Так надо! Никакие слова не входили до тех пор в мое сознание с такой силой, как эти два слова, сказанные мамой: «Так надо».
Чем старше я становился, тем чаще я слышал от взрослых, что следует жить «так, как надо, а не так, как тебе хочется или нравится». Я долго не мог примириться с этим и спрашивал взрослых: неужели человек не имеет права жить так, как он хочет, а должен жить только так, как хотят другие? Но в ответ мне говорили, чтобы я не рассуждал о том, чего не понимаю. А мама однажды сказала отцу: «Это все твое анархическое воспитание!» Отец притянул меня к себе, прижал мою голову к своему белому жилету и шутливо сказал:
– Не понимают нас с тобой, Костик, в этом доме.
Когда я успокоился и перестал плакать, мы вошли с мамой в здание гимназии. Широкая чугунная лестница, стертая каблуками до свинцового блеска, вела вверх, где был слышен грозный гул, похожий на жужжание пчелиного роя.
– Не пугайся, – сказала мне мама. – Это большая перемена.
Мы поднялись по лестнице. Впервые мама не держала меня за руку. Сверху быстро спускались два старшеклассника. Они уступили нам дорогу. Один из них сказал мне в спину:
– Привели еще одного несчастного кишонка!
Так я вступил в беспокойное и беспомощное общество приготовишек, или, как их презрительно звали старые гимназисты, в общество кишат. Кишатами нас прозвали за то, что мы, маленькие и юркие, кишели и путались на переменах у взрослых под ногами.
Мы прошли с мамой через белый актовый зал с портретами императоров. Особенно запомнился мне Александр Первый. Он прижимал к бедру зеленую треуголку. Рыжеватые баки торчали по сторонам его кошачьего лица. Он мне не понравился, хотя за его спиной скакали по холмам кавалеристы с плюмажами.
Мы прошли через зал в кабинет к инспектору Бодянскому – тучному человеку в просторном, как дамский капот, форменном сюртуке.
Бодянский положил мне на голову пухлую руку, долго думал, потом сказал:
– Учись хорошо, а то съем!
Мама принужденно улыбнулась, Бодянский позвал сторожа Казимира и приказал ему отвести меня в приготовительный класс.
Мама кивнула мне, а Казимир взял меня за плечо и повел по длинным коридорам. Казимир так крепко стискивал мое плечо, будто боялся, что я вырвусь и убегу к маме.
В классах шли уроки. В коридоре было пусто и тихо. Тишина казалась особенно удивительной после неистового гама большой перемены. От перемены осталась пыль. Oна плавала в лучах солнца, падавших из сада. Это был знаменитый сад киевской Первой гимназии – столетний парк, занимавший среди города целый квартал.
Я взглянул за окно в сад, и мне опять захотелось заплакать. В саду, просвеченные насквозь солнцем, стояли каштаны. Подсыхающие бледно-лиловые листочки тополей шевелились от ветра.

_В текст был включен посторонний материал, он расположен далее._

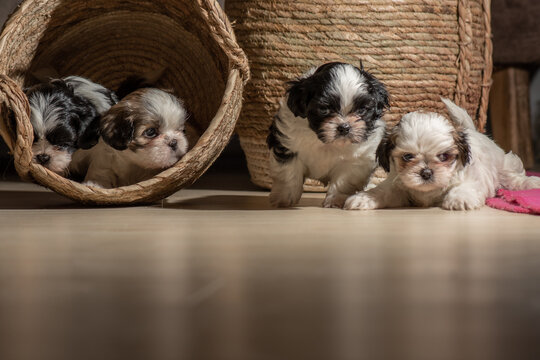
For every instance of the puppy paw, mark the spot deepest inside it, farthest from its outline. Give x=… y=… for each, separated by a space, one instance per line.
x=463 y=199
x=334 y=201
x=360 y=201
x=284 y=199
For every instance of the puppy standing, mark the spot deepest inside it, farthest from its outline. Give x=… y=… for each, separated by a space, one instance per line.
x=327 y=128
x=65 y=115
x=141 y=135
x=433 y=161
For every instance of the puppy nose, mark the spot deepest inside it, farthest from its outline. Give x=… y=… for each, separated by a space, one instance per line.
x=43 y=158
x=344 y=129
x=426 y=174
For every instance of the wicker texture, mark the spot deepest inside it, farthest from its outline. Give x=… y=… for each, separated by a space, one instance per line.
x=421 y=49
x=108 y=40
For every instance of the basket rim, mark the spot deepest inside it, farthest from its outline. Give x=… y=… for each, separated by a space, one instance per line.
x=183 y=173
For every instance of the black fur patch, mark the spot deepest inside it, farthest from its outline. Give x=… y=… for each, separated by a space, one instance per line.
x=77 y=119
x=313 y=99
x=280 y=152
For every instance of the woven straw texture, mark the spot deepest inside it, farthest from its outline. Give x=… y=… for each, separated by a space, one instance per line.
x=108 y=40
x=421 y=49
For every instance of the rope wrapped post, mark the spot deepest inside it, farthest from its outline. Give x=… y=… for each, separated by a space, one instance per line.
x=421 y=50
x=109 y=40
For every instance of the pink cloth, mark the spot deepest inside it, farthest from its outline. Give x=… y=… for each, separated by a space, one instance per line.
x=522 y=201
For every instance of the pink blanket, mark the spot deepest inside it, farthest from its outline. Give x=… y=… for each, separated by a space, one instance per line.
x=523 y=201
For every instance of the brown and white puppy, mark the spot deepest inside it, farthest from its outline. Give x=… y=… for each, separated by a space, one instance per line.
x=141 y=135
x=435 y=161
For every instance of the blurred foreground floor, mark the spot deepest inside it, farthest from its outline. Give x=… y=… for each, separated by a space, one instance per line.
x=217 y=274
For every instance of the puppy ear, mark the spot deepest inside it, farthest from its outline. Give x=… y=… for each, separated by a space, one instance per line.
x=384 y=151
x=117 y=128
x=462 y=142
x=298 y=97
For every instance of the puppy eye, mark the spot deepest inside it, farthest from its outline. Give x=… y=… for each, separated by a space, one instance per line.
x=443 y=157
x=150 y=133
x=407 y=157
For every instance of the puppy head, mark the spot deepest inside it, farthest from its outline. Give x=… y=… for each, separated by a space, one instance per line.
x=341 y=102
x=425 y=149
x=149 y=125
x=62 y=123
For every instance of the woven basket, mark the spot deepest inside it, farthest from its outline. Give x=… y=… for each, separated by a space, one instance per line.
x=108 y=40
x=421 y=49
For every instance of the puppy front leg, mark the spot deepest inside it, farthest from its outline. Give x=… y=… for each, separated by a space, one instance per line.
x=287 y=182
x=465 y=196
x=385 y=195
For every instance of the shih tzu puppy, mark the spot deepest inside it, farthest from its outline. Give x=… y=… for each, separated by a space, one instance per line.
x=65 y=116
x=140 y=136
x=435 y=161
x=327 y=128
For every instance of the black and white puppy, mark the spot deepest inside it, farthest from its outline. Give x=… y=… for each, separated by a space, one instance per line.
x=65 y=115
x=435 y=161
x=141 y=135
x=327 y=128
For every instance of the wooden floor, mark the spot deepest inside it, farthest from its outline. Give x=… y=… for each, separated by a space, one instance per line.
x=217 y=274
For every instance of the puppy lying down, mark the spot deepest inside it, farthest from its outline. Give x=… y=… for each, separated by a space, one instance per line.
x=435 y=161
x=140 y=136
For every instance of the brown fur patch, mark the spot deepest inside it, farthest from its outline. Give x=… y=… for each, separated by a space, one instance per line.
x=386 y=146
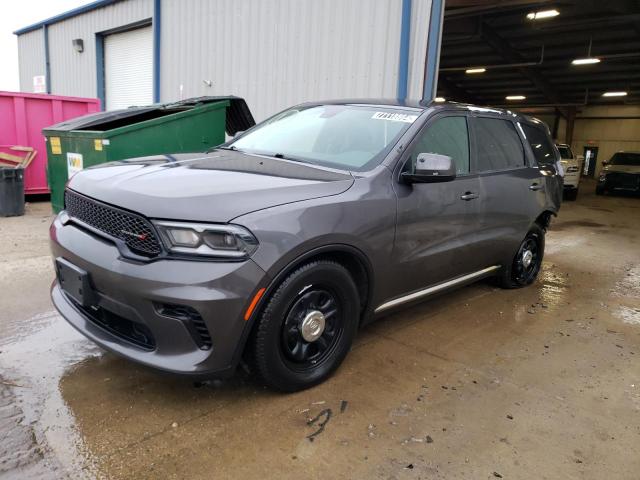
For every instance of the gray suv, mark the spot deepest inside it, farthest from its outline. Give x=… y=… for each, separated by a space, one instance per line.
x=277 y=246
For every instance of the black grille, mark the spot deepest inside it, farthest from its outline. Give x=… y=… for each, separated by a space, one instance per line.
x=134 y=230
x=192 y=320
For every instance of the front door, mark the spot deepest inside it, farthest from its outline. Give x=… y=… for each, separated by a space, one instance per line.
x=436 y=222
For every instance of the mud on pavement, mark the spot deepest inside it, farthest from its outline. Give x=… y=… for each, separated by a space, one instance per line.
x=479 y=383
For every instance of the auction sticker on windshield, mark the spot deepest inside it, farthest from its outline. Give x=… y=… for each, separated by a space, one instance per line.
x=395 y=117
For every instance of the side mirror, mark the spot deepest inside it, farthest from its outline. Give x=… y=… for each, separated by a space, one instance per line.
x=431 y=167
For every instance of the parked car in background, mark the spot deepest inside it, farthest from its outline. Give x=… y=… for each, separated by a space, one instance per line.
x=620 y=174
x=279 y=245
x=572 y=166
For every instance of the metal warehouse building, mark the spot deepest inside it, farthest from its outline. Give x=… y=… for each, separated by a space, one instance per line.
x=275 y=53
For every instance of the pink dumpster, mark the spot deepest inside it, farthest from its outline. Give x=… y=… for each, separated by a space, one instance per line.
x=22 y=118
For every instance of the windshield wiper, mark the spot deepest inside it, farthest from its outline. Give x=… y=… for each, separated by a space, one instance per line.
x=282 y=156
x=232 y=148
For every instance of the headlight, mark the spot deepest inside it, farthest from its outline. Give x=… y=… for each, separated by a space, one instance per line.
x=222 y=241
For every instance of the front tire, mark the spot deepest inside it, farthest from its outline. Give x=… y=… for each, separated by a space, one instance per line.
x=307 y=327
x=527 y=261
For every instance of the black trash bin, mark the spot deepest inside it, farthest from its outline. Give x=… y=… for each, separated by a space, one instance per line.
x=11 y=191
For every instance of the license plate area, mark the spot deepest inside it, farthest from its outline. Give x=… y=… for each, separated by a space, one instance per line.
x=76 y=283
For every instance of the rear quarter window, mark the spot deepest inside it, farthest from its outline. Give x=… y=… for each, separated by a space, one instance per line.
x=541 y=144
x=498 y=145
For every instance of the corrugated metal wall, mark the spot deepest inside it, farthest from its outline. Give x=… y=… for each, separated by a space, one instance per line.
x=74 y=73
x=31 y=57
x=420 y=16
x=275 y=53
x=281 y=52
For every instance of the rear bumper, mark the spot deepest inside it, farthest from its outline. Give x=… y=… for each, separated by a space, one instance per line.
x=135 y=295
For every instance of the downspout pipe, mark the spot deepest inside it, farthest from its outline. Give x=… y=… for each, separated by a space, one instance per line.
x=157 y=19
x=432 y=62
x=47 y=63
x=405 y=45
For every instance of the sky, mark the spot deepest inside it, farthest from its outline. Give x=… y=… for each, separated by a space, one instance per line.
x=15 y=15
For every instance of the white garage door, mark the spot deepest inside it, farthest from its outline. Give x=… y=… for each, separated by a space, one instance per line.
x=128 y=68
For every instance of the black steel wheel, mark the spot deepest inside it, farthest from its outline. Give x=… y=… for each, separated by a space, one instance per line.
x=311 y=328
x=527 y=261
x=306 y=328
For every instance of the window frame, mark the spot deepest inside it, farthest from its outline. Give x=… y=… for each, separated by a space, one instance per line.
x=533 y=160
x=519 y=134
x=428 y=122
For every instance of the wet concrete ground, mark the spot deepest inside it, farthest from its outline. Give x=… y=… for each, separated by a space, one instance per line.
x=542 y=382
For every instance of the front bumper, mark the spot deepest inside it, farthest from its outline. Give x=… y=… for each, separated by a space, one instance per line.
x=135 y=294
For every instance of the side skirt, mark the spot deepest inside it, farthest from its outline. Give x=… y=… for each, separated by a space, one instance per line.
x=436 y=288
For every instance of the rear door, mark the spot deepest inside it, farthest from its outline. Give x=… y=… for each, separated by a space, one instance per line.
x=547 y=158
x=436 y=221
x=511 y=190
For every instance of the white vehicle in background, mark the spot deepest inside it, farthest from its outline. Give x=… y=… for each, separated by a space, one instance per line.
x=571 y=166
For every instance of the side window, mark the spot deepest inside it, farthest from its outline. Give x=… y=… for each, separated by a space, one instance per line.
x=499 y=146
x=540 y=144
x=446 y=136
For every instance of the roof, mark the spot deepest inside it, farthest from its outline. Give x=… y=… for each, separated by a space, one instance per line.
x=63 y=16
x=422 y=105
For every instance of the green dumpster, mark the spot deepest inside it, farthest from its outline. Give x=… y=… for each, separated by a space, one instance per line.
x=192 y=125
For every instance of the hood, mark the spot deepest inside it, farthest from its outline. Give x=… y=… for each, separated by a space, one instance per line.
x=622 y=168
x=214 y=187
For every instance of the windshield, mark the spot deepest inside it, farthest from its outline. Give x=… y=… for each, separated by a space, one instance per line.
x=625 y=158
x=349 y=137
x=565 y=152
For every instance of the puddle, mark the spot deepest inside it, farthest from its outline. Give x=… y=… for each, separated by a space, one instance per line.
x=559 y=243
x=628 y=315
x=40 y=425
x=553 y=288
x=629 y=285
x=576 y=223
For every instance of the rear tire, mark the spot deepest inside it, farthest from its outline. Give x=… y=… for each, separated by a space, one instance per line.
x=524 y=267
x=319 y=299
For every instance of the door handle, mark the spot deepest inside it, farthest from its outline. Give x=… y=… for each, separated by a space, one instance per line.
x=468 y=196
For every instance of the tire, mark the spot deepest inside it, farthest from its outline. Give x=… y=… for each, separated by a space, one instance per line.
x=281 y=356
x=517 y=274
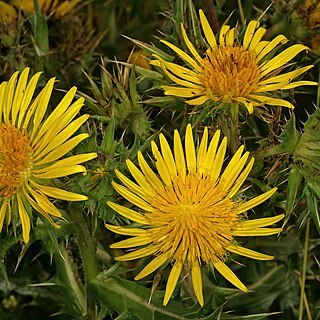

Уже тогда, мальчиком, я любил сады, деревья. Я не ломал веток и не разорял птичьих гнезд. Может быть, потому, что бабушка Викентия Ивановна всегда говорила мне, что «мир чудо как хорош и человек должен жить в нем и трудиться, как в большом саду».
Казимир заметил, что я собираюсь заплакать, достал из заднего кармана старого, но чистенького сюртука липкую конфету «зубровку» и сказал с польским акцептом:
– Съешь этот цукерок на следующей перемене.
Я поблагодарил его шепотом и взял конфету.
Первые дни в гимназии я вообще говорил шепотом и боялся поднять голову. Все подавляло меня: бородатые преподаватели в синих сюртуках, старинные своды, эхо в бесконечных коридорах и, наконец, директор Бессмертный – пожилой красавец с золотой бородкой, в новеньком форменном фраке.
Он был мягкий, просвещенный человек, но его почему-то полагалось бояться. Может быть, потому, что он сидел в высоком кабинете с портретом хирурга Пирогова, лепными потолками и красным ковром. Директор редко выходил оттуда. Ему мы кланялись по всем правилам, остановившись, тогда как с учителями мы здоровались на ходу.
Казимир вел меня по гулким коридорам. По ним бродили, заглядывая в классы через застекленный верх дверей, надзиратели «Дыня», «Шпонька», «Нюхательный табак» и единственный надзиратель, которого гимназисты любили, – Платон Федорович. Тот коридор, где был приготовительный класс, находился под властью Платона Федоровича. Это спасло меня на первое время от многих неприятностей.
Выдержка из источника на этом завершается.